Now that we have mapped the genes to the chromosomes in the dictionary, we will fetch the chromosome information. Again, we use WormMine.

In [None]:
query = service.new_query("Chromosome")
query.add_view("primaryIdentifier", "length")

chromosomes = {}

for chrrow in query.rows():
    chrom_label = chrrow["primaryIdentifier"]
    length = chrrow["length"]
    
    if 'X' in chrom_label:
        chr_num = (5+1)
    elif 'MtDNA' in chrom_label:
        chr_num = (6+1)
    else:
        chr_num = roman_to_int(chrom_label)
    
    chromosomes.update({chr_num : [chrom_label, length]})

Now we have all that we need to generate the chromosome map images!!

We will first assign all the image dimensions related variables appropriate values.
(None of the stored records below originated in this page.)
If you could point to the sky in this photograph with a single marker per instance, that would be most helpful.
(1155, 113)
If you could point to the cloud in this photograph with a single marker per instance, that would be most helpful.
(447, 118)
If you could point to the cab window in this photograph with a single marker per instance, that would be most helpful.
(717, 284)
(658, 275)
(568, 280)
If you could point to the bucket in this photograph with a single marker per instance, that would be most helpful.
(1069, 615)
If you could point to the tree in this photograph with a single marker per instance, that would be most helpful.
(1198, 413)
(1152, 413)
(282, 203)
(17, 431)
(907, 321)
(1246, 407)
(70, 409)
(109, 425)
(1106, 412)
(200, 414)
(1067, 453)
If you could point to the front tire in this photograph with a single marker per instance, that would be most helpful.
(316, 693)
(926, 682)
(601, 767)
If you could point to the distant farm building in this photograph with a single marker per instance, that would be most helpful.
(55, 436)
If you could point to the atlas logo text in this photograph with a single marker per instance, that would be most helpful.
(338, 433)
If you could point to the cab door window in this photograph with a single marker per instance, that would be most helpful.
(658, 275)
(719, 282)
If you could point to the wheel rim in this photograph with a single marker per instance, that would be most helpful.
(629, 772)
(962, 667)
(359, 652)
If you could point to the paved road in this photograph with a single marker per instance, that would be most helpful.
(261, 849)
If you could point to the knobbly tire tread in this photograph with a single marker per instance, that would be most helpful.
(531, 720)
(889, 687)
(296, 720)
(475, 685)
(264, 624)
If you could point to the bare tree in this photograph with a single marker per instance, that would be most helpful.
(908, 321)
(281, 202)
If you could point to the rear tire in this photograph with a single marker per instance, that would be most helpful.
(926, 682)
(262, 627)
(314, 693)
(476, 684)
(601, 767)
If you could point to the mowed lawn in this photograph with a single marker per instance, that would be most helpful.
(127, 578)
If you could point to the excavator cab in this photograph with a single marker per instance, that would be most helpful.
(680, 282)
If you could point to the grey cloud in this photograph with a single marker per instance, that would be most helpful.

Then deal with laying down the lines for chromosomes and then marking the gene names on them. You do not need to make any changes to this cell!

In [None]:
spacer = 65                               #increase to increase height
headspace = 60
mitohead = 200
txthead = 15
nameshift = 65
autoscale = 25000                         #decrease to increase width
mitoscale = (autoscale / 1000)

chromosome_map = Image.new('RGB', (int(25000000 / autoscale), (spacer * 8)), (255, 255, 255)) #dimension and color
graph = ImageDraw.Draw(chromosome_map)



for chromosome in chromosomes:
    
    chrnum = chromosome
    chromlabel = chromosomes[chromosome][0]
    chromlength = chromosomes[chromosome][1]
    
    font = ImageFont.truetype("imp_fonts/NotoSans-Bold.ttf", size=20)
    
    if 'MtDNA' in chromlabel: 
        graph.line((mitohead, (spacer * chrnum), (chromlength/mitoscale + mitohead), (spacer * chrnum)), 
                   fill=(0, 100, 255), width=5)
        graph.text((txthead, (spacer * chrnum - 15)),(chromlabel + ' (X 1,000)'),(0,0,0),font=font)
        
    else:
        graph.line((headspace, (spacer * chrnum), (chromlength/autoscale + headspace), (spacer * chrnum)), 
                   fill=(0, 100, 255), width=5)
        graph.text((txthead, (spacer * chrnum - 15)),(chromlabel),(0,0,0),font=font)
        

for gene in genes_found:
    
    geneid = gene
    pubname = genes_found[gene][0]
    chromo = genes_found[gene][1]
    location = genes_found[gene][2]
    
    font = ImageFont.truetype("imp_fonts/NotoSans-BoldItalic.ttf")
    
    if 'MtDNA' in chromo:
        chrnum = 7
        graph.line(((location/mitoscale + mitohead), (spacer * chrnum -2.5 ), (location/mitoscale + mitohead), 
                    (spacer * chrnum - 10)), fill=(0, 0, 0), width=2)
        chromosome_map.paste( ImageOps.colorize(rotatetxt(pubname, 45), (0,0,0), (0,0,0)), 
                 (int(location/mitoscale + mitohead - 5), (spacer * chrnum - nameshift)),  rotatetxt(pubname, 45))
    
    elif 'X' in chromo: 
        chrnum = 6
        graph.line(((location/autoscale + headspace), (spacer * chrnum -2.5 ), (location/autoscale + headspace), 
                    (spacer * chrnum - 10)), fill=(0, 0, 0), width=2)
        chromosome_map.paste( ImageOps.colorize(rotatetxt(pubname, 45), (0,0,0), (0,0,0)), 
                 (int(location/autoscale + headspace - 5), (spacer * chrnum - nameshift)),  rotatetxt(pubname, 45))
        
    else:
        chrnum = roman_to_int(chromo)
        graph.line(((location/autoscale + headspace), (spacer * chrnum -2.5 ), (location/autoscale + headspace), 
                    (spacer * chrnum - 10)), fill=(0, 0, 0), width=2)
        chromosome_map.paste( ImageOps.colorize(rotatetxt(pubname, 45), (0,0,0), (0,0,0)), 
                 (int(location/autoscale + headspace - 5), (spacer * chrnum - nameshift)),  rotatetxt(pubname, 45))

chromosome_map

This is the end of the tutorial on generating a chromosome map for a given list of genes using WormMine.

Acknowledgements:
- Worm Tutorials GitHub (https://github.com/Munfred/worm-tutorials)

This is also the end of the WormBase Jupyter Notebook series! Hope it was helpful!!